Conclusion and Overview
The current described exploit will not work on Myspace.com to date; however, the patch employed did not correctly address the issue as had been mentioned earlier. Instead of fixing the flawed javascript function, Myspace incorporated a filter on it's fields for UserDataNode. Any input with 'UserDataNode' is replaced with a double dot. This leaves a vulnerable layer, but can hold up assuming the servers filters can completely hold up with the input. Unfourtnately, this is not the case and there are a good number of active, live vulnerabilities within the social network and some for the specific ability to circumvent filters that have been revealed with my own short auditing and others being passed around in the underground community.

The security consciousness within Myspace.com appears to be poor to say to the least. In my own experiences of trying to touchbase with the right people and trying to work with them in strengthening security - my motions were not accepted with any kindness most times and at others had not been acknowledged at all. It would seem that very few people on staff have any degree of understanding of the seriousness of vulnerabilities within a social network that stores information on millions of people, with millions of active users, and a huge YOUNG demographic - and any that do seem to make themselves out of reach.

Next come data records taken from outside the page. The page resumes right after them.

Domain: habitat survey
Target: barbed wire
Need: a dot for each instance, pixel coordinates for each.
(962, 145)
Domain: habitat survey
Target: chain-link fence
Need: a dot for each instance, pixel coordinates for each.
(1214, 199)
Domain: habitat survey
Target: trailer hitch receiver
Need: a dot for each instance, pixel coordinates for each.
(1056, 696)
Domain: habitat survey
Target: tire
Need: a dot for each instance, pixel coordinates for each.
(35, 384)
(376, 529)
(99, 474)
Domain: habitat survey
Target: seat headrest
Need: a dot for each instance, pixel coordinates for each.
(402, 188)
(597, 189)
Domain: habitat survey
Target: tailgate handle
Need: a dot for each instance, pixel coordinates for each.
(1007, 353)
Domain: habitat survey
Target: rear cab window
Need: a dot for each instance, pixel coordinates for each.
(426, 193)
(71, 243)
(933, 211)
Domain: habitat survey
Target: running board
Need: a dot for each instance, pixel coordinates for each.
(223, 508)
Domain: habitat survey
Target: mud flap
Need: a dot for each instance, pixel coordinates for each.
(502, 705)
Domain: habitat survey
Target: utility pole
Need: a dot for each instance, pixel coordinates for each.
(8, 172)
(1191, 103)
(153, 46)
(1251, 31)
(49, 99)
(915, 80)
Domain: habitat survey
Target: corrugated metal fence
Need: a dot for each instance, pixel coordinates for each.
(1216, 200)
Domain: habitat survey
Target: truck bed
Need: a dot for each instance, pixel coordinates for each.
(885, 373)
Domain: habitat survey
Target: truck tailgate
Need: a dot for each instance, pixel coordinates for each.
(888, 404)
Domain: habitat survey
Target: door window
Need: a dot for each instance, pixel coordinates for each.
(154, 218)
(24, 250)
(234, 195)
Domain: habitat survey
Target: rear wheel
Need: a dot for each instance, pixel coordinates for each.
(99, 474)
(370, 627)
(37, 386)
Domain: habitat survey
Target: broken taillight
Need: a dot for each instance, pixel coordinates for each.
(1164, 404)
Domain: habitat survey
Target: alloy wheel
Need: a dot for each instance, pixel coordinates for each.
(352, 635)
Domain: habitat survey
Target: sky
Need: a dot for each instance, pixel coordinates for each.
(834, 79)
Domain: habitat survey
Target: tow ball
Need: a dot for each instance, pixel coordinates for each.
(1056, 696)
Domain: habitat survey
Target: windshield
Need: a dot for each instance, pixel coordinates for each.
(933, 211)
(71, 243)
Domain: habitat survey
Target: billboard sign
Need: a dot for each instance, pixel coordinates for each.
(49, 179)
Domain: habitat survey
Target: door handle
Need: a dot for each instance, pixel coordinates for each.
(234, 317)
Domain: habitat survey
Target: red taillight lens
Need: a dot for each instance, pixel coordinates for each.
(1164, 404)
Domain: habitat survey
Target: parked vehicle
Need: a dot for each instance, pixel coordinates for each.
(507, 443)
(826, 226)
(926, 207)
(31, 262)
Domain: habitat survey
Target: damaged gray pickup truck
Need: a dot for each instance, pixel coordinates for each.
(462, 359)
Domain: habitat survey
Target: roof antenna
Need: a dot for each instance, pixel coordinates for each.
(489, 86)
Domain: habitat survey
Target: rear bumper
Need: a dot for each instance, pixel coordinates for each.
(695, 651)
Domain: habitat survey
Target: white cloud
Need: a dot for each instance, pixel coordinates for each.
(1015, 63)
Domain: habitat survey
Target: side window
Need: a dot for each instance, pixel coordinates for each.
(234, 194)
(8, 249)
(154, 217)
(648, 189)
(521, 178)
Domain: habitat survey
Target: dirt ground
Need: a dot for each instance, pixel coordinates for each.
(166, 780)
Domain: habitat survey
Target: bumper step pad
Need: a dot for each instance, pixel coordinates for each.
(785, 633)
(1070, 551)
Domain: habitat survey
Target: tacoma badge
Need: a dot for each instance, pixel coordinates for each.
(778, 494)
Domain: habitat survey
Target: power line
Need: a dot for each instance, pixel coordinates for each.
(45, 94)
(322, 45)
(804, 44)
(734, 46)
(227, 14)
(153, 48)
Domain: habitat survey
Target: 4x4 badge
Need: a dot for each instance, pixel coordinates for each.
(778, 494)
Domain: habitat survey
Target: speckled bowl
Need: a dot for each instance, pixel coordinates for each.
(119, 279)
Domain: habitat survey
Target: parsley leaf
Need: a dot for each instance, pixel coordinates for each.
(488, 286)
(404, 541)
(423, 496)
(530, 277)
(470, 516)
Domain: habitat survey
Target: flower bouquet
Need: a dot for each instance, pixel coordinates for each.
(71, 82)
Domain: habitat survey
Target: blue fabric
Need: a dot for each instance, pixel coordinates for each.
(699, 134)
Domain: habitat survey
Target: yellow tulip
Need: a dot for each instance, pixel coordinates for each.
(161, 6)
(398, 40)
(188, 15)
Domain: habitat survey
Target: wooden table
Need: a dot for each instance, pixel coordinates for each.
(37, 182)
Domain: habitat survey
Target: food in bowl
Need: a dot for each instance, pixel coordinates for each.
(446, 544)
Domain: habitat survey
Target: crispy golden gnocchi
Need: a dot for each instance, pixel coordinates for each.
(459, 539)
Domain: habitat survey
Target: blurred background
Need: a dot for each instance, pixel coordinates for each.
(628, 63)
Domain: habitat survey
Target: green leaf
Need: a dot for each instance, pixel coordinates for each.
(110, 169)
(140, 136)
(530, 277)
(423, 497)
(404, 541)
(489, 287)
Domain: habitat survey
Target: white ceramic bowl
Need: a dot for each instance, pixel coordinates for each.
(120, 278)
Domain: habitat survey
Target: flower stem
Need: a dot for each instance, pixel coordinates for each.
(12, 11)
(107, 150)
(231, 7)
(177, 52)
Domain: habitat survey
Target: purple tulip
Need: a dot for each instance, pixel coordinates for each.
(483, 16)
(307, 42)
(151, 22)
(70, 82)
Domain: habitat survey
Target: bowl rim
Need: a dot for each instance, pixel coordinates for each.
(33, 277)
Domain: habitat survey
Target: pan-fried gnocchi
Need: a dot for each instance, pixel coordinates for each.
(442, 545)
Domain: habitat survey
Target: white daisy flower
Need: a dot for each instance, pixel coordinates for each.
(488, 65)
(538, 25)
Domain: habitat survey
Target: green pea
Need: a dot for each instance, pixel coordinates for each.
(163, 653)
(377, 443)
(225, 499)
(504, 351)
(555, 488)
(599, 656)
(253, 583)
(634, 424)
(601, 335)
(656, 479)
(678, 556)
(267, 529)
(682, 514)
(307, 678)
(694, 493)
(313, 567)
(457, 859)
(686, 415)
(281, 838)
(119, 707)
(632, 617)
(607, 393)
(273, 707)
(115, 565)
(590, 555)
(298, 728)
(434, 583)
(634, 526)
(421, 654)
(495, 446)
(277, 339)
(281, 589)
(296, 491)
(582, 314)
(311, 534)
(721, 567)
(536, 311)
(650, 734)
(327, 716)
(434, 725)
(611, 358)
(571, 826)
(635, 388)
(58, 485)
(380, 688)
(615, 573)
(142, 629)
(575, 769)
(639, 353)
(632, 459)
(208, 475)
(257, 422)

It is my own opinion that, esspecially amidst the attention they have been getting in the media with predators using Myspace as a tool to target children and incidents of child pornography found within the domain, they would have an exceptional interest and concern for the security of it's users. If security cannot be addressed within Myspace there are a great number of just as good clones that provide more attention to this issue. Such alternatives as Tagworld.com have been getting an increase in popularity due to its integrity and better model. I do not know of reports in auditing Tagworld or others, but it would be worth it to look into these alternatives to find a company that could provide a social experience without providing a security threat.